Before diving into the setup, here is a quick high-level explanation of what embedder models are and why they are useful. If you’re just interested in the setup, you can skip to the next section.
What is an Embedder?
In the context of Natural Language Processing, what you may have heard called as “embedder” consists in a specialized deep learning model that encodes a piece of text in a numerical representation. Specifically, this is a fixed-length vector of floating points numbers that, indeed, “embeds” the semantic meaning of the input.
There are manifold long-standing embedding techniques that doesn’t ground on deep learning language models (e.g. one-hot encoding, TF-IDF, among others). These techniques produce embeddings known as sparse emmeddings because the resulting vectors have a relatively small number of non-zero elements. Conversely, the techniques grounding on neural networks are known as dense embeddings (you may also encounter neural or semantic embeddings).

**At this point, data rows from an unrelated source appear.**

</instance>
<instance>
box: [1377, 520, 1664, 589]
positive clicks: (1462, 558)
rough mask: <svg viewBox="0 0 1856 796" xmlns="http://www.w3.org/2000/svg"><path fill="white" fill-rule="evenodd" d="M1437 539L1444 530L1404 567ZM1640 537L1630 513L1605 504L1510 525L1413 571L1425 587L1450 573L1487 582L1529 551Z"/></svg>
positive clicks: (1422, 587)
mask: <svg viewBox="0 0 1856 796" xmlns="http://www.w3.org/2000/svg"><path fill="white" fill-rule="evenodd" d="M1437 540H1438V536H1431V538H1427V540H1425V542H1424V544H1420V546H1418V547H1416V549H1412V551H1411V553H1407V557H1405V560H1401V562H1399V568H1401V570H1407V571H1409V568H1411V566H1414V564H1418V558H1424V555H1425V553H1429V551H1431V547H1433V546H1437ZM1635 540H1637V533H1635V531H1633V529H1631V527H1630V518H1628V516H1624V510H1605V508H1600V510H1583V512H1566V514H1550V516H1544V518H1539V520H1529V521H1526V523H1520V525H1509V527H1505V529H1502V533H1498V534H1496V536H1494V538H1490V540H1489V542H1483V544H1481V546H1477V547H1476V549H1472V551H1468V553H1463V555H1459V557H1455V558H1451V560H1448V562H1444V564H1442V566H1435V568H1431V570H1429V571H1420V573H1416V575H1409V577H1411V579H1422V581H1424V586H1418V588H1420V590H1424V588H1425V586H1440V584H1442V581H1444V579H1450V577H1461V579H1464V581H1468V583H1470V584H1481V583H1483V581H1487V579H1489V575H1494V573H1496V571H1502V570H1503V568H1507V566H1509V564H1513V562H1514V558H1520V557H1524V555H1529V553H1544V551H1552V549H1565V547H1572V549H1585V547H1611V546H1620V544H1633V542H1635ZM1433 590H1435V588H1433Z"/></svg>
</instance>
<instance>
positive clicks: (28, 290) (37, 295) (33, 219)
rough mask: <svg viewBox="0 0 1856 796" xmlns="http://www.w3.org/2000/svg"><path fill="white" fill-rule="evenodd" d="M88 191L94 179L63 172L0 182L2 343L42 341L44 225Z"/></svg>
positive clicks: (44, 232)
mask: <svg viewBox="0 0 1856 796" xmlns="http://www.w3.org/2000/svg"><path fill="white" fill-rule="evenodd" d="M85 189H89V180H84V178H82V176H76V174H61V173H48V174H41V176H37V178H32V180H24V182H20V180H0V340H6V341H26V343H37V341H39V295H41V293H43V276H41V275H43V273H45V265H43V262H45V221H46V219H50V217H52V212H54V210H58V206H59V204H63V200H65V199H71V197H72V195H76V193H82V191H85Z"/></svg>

While the former performs better in keyword search tasks, the latter performs better in compressing the semantic meaning of text into vectors due to the underlying learning algorithm. More in detail, the current most effective embedders exploit the famous transformers architecture. Specifically, the encoder part.
Encoding the text with vectors allows to interpret these vectors as coordinates in a multi-dimensional geometrical space and, hence, to perform geometrical operations, e.g. to assess the similarity of two sentences. Indeed, the Cat exploits text embeddings to recall relevant vector memories from the vector database.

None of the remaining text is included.